CAPÍTULO XI

… Y TRES HOMBRES MALOS SE ALEJAN

Las figuras de César Guzmán y Joao da Silveira formaban ya casi parte del ambiente de San Julián del Valle. Durante las mañanas y mediada la tarde, podía vérseles pasear por la calle principal, examinando la marcha de las obras le la nueva escuela y del hospital, o repasando notas en la oficina del sheriff. Los dos amigos habíanse transformado en algo así como la Ley del Condado de San Onofre. Muerto Molero, todo el pueblo había decidido, unánimemente, que José María Cáceres retornase a su puesto; pero en aquellos momentos el joven se encontraba aún en el lecho, reponiéndose de su herida.

También Diego de Abriles se iba reponiendo lentamente del balazo que antes de caer le enviara Niño MacCoy. Además de Guzmán y Silveira, varios comerciantes acomodados intervenían en la administración de los asuntos del sheriff. Ellos fueron quienes hicieron pedazos las nuevas órdenes de detención que desde San Francisco se enviaron contra los «Tres». También fueron ellos quienes reclamaron el pago del premio concedido por quien acabase o detuviera al Niño MacCoy.

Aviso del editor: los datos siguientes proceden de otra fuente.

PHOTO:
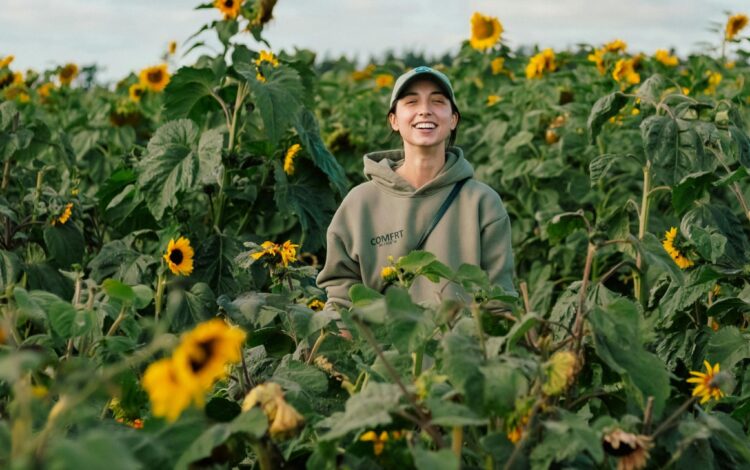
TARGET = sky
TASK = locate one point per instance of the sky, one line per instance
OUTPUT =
(126, 35)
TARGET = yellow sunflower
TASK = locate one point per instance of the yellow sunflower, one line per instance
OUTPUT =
(136, 91)
(485, 31)
(624, 71)
(291, 153)
(681, 260)
(68, 73)
(663, 56)
(735, 24)
(179, 257)
(707, 383)
(168, 395)
(540, 63)
(204, 353)
(230, 8)
(154, 78)
(631, 450)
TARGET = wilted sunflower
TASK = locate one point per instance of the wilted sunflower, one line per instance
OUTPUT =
(485, 31)
(625, 71)
(230, 8)
(154, 78)
(383, 80)
(663, 56)
(179, 257)
(136, 91)
(540, 63)
(735, 24)
(631, 450)
(291, 153)
(68, 73)
(681, 260)
(708, 383)
(168, 394)
(204, 353)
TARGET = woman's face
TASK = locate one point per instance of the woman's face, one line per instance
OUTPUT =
(423, 115)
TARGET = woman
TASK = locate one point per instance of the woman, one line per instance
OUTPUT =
(387, 215)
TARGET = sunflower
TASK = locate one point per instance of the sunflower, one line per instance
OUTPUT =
(540, 63)
(708, 383)
(378, 440)
(625, 72)
(68, 73)
(230, 8)
(179, 257)
(735, 24)
(136, 91)
(485, 31)
(203, 354)
(631, 450)
(668, 244)
(65, 216)
(154, 78)
(5, 61)
(169, 396)
(291, 153)
(559, 371)
(264, 57)
(383, 80)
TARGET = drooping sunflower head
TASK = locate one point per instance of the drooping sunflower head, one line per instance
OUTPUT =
(154, 78)
(179, 257)
(291, 153)
(68, 73)
(136, 91)
(708, 384)
(735, 24)
(230, 8)
(204, 353)
(485, 31)
(631, 450)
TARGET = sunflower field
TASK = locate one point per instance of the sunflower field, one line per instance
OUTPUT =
(160, 237)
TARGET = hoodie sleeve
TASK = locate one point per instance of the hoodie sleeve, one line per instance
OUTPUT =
(339, 273)
(497, 254)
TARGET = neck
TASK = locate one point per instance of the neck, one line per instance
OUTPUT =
(421, 164)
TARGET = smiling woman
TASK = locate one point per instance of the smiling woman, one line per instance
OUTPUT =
(414, 200)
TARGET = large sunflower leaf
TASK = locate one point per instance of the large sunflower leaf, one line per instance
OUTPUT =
(309, 133)
(279, 97)
(170, 165)
(186, 90)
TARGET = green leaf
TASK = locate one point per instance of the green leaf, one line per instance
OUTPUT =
(252, 422)
(367, 409)
(170, 165)
(186, 90)
(439, 460)
(65, 245)
(604, 108)
(617, 340)
(309, 133)
(279, 98)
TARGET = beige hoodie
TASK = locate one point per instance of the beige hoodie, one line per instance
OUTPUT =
(386, 216)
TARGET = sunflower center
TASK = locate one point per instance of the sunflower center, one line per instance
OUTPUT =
(176, 256)
(155, 76)
(483, 30)
(206, 349)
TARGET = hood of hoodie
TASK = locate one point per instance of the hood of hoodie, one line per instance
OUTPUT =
(380, 167)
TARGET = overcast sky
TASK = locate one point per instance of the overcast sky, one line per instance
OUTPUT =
(127, 35)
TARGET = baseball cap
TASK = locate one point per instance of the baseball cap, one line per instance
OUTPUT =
(422, 72)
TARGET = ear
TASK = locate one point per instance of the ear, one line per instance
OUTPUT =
(394, 122)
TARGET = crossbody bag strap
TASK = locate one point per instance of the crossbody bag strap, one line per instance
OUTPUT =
(454, 192)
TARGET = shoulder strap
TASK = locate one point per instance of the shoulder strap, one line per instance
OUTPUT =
(454, 192)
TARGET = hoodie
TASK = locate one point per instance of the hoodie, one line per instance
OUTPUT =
(386, 216)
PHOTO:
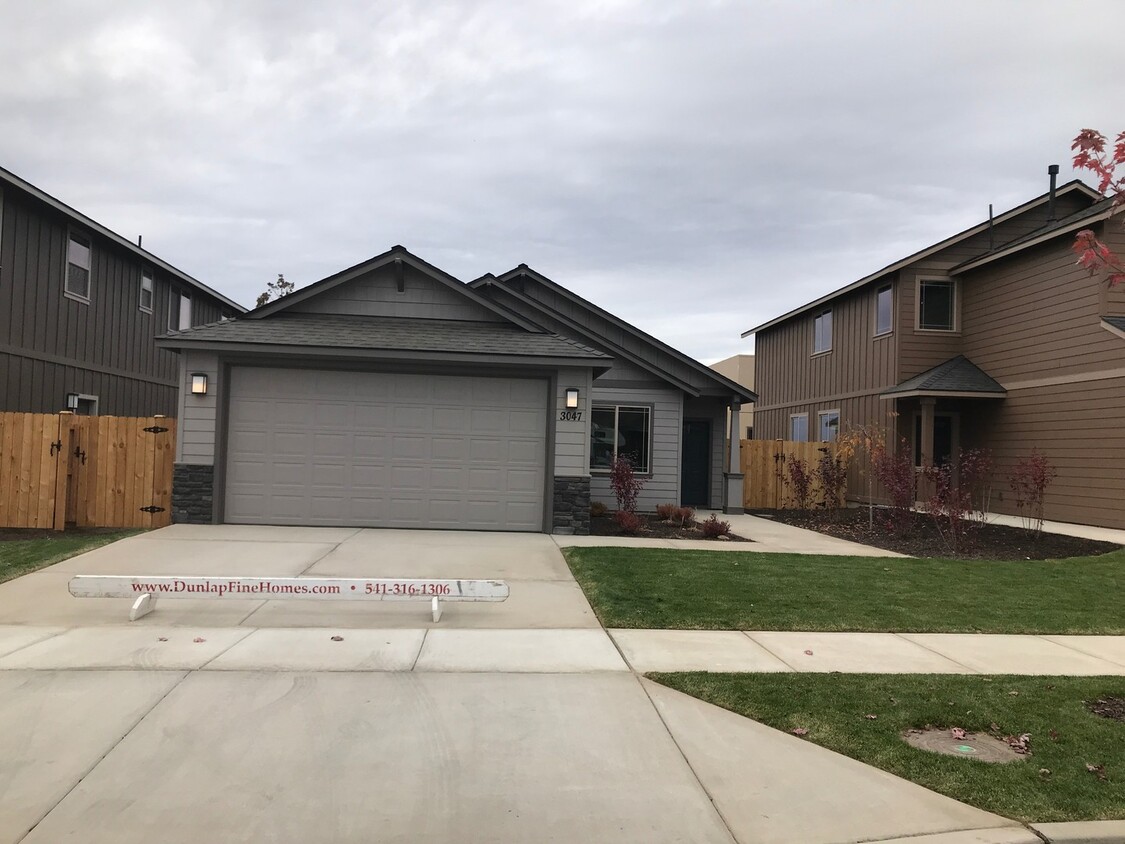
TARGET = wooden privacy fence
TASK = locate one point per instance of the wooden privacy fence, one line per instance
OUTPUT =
(765, 484)
(93, 472)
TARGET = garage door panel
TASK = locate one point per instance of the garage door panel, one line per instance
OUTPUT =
(378, 449)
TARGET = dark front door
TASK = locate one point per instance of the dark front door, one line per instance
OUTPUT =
(695, 463)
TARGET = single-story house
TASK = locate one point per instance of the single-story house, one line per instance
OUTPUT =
(393, 395)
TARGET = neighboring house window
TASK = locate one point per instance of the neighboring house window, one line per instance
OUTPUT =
(884, 306)
(822, 332)
(937, 303)
(179, 313)
(799, 428)
(829, 424)
(146, 287)
(78, 267)
(620, 431)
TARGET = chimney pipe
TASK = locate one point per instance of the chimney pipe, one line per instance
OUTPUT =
(1053, 172)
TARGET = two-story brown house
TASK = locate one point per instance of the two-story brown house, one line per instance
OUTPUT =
(80, 310)
(992, 338)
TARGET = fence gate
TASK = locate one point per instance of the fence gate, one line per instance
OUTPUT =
(104, 472)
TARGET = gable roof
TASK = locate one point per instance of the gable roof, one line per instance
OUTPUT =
(955, 377)
(705, 371)
(417, 338)
(9, 178)
(1069, 187)
(403, 257)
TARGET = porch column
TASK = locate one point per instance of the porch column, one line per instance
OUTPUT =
(732, 485)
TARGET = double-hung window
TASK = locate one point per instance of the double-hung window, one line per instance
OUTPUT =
(937, 304)
(77, 284)
(799, 428)
(620, 431)
(146, 288)
(884, 310)
(822, 332)
(828, 422)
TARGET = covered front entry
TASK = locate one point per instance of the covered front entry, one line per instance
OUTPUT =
(385, 449)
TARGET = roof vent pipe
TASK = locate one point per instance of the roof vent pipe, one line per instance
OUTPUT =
(1053, 172)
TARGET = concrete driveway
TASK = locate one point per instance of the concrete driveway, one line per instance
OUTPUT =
(294, 721)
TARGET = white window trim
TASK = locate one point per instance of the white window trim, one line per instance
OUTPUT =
(830, 332)
(71, 234)
(798, 415)
(956, 305)
(152, 290)
(617, 409)
(890, 331)
(821, 414)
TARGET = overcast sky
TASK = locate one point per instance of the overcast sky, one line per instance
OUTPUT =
(695, 168)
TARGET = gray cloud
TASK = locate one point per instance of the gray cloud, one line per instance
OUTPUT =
(693, 167)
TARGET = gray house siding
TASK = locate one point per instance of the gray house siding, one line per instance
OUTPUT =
(52, 344)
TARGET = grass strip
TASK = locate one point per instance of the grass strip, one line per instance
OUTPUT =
(1051, 784)
(699, 590)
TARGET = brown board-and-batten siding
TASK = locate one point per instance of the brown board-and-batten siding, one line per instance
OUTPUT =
(52, 343)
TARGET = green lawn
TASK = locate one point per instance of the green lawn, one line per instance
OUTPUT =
(23, 556)
(833, 708)
(645, 587)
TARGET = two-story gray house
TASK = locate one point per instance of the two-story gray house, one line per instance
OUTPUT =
(80, 310)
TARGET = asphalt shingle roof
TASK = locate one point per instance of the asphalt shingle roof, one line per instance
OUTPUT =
(956, 375)
(335, 331)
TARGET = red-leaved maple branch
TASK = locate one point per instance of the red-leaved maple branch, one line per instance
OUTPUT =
(1090, 154)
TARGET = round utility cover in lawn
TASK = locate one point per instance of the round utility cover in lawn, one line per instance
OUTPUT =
(974, 745)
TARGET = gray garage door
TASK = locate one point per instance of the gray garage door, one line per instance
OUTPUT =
(385, 449)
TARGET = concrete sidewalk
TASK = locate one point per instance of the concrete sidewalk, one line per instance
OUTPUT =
(870, 653)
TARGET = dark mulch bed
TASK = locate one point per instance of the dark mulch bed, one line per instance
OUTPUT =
(604, 526)
(1108, 708)
(921, 538)
(18, 535)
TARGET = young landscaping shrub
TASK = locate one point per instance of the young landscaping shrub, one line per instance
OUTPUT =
(626, 484)
(956, 494)
(798, 478)
(629, 521)
(831, 474)
(1029, 481)
(894, 470)
(714, 528)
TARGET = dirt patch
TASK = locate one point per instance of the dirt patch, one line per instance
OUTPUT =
(970, 745)
(654, 528)
(1107, 707)
(921, 538)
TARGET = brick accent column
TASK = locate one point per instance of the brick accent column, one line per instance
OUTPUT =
(570, 512)
(192, 493)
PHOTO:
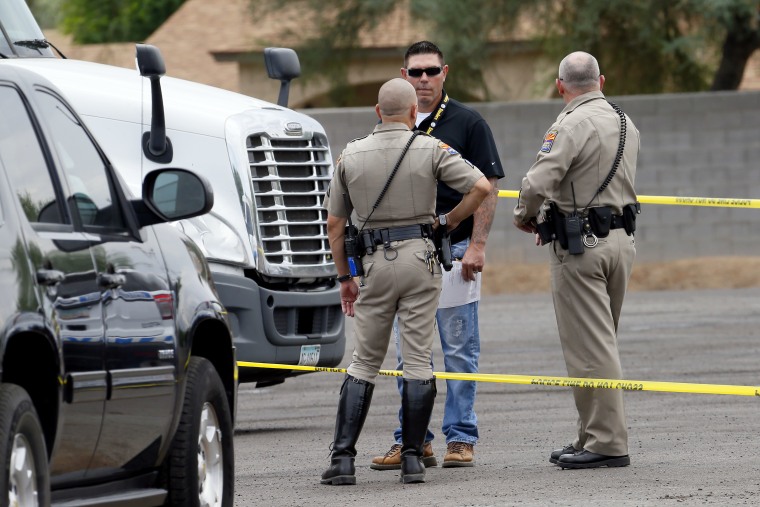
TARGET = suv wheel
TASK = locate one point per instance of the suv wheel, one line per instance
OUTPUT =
(201, 460)
(22, 449)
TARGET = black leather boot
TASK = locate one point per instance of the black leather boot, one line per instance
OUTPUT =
(353, 405)
(416, 408)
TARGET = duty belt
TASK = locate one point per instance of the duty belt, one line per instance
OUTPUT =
(616, 222)
(373, 237)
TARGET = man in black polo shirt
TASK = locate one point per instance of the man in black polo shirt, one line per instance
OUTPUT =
(466, 132)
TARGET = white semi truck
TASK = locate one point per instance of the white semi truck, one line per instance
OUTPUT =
(265, 238)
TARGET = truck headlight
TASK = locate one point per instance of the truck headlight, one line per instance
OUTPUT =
(214, 237)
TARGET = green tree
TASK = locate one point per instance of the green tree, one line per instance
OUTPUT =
(643, 46)
(97, 21)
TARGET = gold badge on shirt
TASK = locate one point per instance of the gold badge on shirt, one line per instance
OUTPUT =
(549, 138)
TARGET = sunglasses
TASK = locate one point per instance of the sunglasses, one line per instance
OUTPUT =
(430, 71)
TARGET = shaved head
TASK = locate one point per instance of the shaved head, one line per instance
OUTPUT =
(579, 72)
(396, 97)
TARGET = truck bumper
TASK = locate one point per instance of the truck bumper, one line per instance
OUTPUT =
(305, 328)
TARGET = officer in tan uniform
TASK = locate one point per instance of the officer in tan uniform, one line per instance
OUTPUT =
(592, 253)
(401, 276)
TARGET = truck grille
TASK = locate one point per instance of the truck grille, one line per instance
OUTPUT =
(290, 178)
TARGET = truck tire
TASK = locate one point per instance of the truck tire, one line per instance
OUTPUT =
(201, 460)
(26, 480)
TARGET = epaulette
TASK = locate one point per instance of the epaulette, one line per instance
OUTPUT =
(358, 138)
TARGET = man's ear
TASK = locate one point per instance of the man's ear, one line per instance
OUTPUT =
(560, 87)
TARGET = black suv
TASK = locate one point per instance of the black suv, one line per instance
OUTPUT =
(118, 377)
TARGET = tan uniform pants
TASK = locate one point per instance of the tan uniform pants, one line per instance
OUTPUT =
(588, 292)
(402, 285)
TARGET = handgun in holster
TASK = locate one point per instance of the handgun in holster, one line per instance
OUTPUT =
(547, 228)
(442, 241)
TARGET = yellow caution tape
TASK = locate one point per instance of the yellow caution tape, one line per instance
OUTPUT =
(677, 201)
(591, 383)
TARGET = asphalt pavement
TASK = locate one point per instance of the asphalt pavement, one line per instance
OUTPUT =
(686, 449)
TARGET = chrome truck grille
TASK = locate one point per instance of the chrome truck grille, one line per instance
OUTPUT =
(289, 179)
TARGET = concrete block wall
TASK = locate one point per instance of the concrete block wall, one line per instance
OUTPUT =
(692, 145)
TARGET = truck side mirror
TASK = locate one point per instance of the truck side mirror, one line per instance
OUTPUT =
(156, 145)
(282, 64)
(173, 194)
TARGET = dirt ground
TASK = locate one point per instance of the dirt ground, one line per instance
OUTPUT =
(685, 274)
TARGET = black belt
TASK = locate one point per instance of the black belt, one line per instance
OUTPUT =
(372, 237)
(617, 222)
(380, 236)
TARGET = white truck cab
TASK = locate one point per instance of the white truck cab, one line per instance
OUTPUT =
(265, 238)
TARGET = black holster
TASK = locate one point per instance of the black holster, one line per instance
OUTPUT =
(442, 241)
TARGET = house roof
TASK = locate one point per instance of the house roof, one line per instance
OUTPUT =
(201, 29)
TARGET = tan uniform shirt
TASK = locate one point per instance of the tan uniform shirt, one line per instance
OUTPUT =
(365, 165)
(579, 149)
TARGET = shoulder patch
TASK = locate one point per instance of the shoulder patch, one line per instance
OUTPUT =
(448, 148)
(549, 138)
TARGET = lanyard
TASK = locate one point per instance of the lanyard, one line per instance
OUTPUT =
(438, 114)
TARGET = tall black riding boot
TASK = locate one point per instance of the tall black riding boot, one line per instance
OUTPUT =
(353, 405)
(416, 408)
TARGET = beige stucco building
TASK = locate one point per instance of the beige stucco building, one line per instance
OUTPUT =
(221, 43)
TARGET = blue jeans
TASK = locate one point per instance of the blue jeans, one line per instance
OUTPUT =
(460, 342)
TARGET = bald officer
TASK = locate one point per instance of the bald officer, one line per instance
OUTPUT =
(401, 276)
(589, 280)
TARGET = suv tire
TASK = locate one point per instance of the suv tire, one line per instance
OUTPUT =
(26, 481)
(201, 460)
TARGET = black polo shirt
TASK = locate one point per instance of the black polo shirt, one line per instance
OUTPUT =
(465, 130)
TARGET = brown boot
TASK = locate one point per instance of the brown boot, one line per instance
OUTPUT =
(459, 454)
(392, 458)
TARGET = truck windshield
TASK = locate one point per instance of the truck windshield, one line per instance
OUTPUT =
(21, 35)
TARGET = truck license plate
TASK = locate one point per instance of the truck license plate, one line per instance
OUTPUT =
(309, 355)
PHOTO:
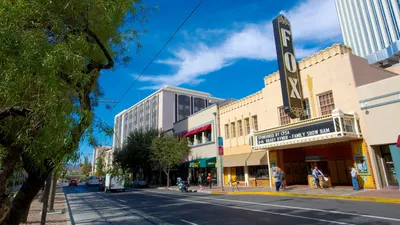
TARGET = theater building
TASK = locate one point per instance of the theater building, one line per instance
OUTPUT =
(259, 136)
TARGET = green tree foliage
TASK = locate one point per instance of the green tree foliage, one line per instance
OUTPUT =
(135, 153)
(168, 151)
(52, 54)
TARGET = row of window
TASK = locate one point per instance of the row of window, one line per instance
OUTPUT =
(199, 138)
(232, 132)
(326, 104)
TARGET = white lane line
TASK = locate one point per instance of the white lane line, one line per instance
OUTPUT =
(356, 192)
(256, 210)
(299, 208)
(189, 222)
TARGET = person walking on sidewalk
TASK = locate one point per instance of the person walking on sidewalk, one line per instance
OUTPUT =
(277, 180)
(282, 179)
(354, 176)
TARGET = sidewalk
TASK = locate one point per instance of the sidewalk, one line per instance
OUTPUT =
(343, 193)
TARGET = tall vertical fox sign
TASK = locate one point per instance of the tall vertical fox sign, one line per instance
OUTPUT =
(288, 69)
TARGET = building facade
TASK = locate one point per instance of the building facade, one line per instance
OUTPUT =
(101, 151)
(160, 110)
(372, 29)
(201, 131)
(380, 106)
(259, 136)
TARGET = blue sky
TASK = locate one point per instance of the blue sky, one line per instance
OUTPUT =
(226, 48)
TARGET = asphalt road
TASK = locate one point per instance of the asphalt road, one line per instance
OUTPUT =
(151, 206)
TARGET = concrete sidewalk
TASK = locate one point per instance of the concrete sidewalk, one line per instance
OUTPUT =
(343, 193)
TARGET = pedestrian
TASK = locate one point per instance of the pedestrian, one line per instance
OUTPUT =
(209, 180)
(282, 179)
(354, 178)
(199, 180)
(277, 180)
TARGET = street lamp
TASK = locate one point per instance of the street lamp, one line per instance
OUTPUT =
(217, 149)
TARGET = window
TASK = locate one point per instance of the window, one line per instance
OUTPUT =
(233, 130)
(199, 137)
(255, 123)
(307, 111)
(208, 135)
(183, 107)
(239, 173)
(247, 124)
(191, 140)
(258, 172)
(326, 103)
(283, 117)
(226, 131)
(240, 128)
(199, 104)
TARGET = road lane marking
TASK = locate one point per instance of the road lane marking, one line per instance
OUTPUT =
(256, 210)
(188, 222)
(293, 207)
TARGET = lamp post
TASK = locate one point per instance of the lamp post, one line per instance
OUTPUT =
(217, 149)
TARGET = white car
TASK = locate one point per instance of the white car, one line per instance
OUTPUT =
(114, 183)
(92, 181)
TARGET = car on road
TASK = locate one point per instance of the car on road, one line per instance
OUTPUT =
(114, 183)
(72, 183)
(139, 182)
(92, 181)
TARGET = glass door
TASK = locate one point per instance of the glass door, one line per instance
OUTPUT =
(389, 166)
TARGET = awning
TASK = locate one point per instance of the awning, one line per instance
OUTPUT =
(203, 163)
(198, 130)
(257, 158)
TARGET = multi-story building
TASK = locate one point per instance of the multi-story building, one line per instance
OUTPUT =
(160, 110)
(102, 151)
(201, 130)
(259, 136)
(372, 29)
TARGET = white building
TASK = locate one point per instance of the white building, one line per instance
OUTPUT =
(160, 110)
(371, 29)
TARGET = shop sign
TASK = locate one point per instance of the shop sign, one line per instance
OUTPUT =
(296, 133)
(288, 68)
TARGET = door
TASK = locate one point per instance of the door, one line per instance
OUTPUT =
(389, 166)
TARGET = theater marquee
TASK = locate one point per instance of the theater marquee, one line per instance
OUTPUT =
(288, 69)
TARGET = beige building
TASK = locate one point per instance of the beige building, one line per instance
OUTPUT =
(200, 130)
(259, 136)
(380, 105)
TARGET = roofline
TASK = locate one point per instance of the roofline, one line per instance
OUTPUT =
(173, 89)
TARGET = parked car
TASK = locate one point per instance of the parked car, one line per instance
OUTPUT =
(92, 181)
(72, 183)
(140, 183)
(102, 183)
(114, 183)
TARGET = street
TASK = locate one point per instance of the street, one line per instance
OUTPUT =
(152, 206)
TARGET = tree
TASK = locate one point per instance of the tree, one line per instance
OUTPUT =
(168, 152)
(52, 55)
(135, 153)
(86, 166)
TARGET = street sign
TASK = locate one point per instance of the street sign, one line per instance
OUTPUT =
(288, 68)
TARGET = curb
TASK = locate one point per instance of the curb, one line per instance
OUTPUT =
(354, 198)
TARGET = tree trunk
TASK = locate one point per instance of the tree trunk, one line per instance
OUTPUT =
(22, 201)
(10, 159)
(53, 191)
(46, 200)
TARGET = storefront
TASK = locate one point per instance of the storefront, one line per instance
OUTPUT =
(202, 167)
(331, 142)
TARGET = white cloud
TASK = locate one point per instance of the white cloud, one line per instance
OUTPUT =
(312, 21)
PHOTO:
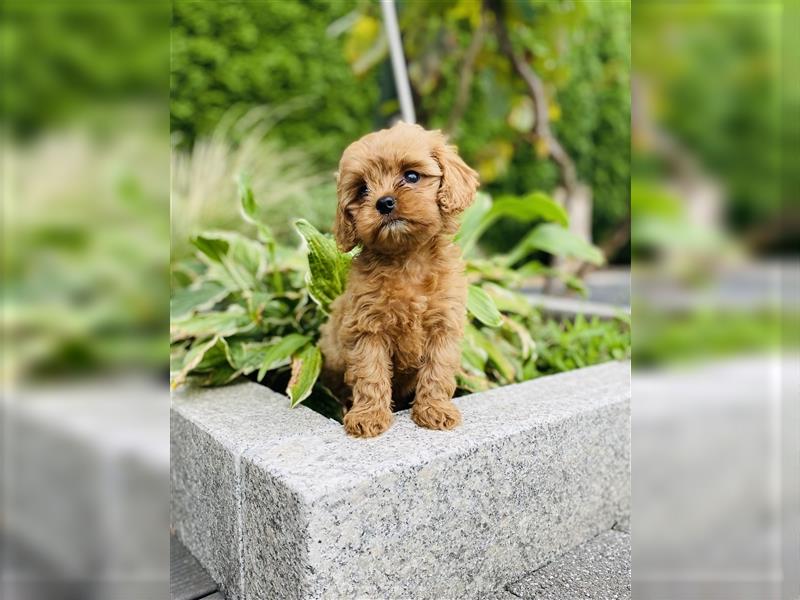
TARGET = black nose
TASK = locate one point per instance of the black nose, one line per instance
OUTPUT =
(385, 205)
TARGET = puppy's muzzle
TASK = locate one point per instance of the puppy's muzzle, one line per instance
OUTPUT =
(386, 204)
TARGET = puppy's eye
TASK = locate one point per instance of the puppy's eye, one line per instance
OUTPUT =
(411, 176)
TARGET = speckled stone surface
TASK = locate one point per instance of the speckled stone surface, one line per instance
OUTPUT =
(210, 429)
(599, 569)
(278, 502)
(536, 469)
(623, 524)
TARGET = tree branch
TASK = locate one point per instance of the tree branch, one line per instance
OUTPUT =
(566, 166)
(466, 74)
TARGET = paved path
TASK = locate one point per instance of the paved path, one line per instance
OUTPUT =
(599, 569)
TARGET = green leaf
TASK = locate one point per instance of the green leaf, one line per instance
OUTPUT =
(223, 324)
(196, 298)
(211, 246)
(478, 339)
(306, 366)
(507, 301)
(193, 358)
(525, 209)
(279, 353)
(482, 307)
(529, 208)
(327, 267)
(473, 358)
(556, 240)
(523, 335)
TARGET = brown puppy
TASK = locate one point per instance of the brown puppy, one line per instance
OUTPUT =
(397, 329)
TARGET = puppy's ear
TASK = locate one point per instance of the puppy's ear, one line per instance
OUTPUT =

—Nunca hemos cobrado por matar a un hombre —declaró Guzmán, cuando una comisión quiso hacerle entrega de diez mil dólares, que era el total de los premios ofrecidos por la captura o muerte del famoso bandido.

Fue inútil toda insistencia. Creyendo que Abriles, que al fin y al cabo llevaba en el cuerpo una bala salida del revólver del bandido, podría aceptar el premio que como matador de MacCoy le correspondía, unos cuantos comisionados se introdujeron hasta su habitación, ofreciendo la bolsa de monedas de oro, que Abriles rechazó con las mismas palabras pronunciadas por su compañero.

—No cobramos por matar a un hombre.

Al fin, por indicación de César Guzmán, los del pueblo decidieron invertir aquel dinero en la renovación de la iglesia, en traer un sacerdote católico, pues hacía varios años que faltaba, comprar ornamentos religiosos y algunas imágenes.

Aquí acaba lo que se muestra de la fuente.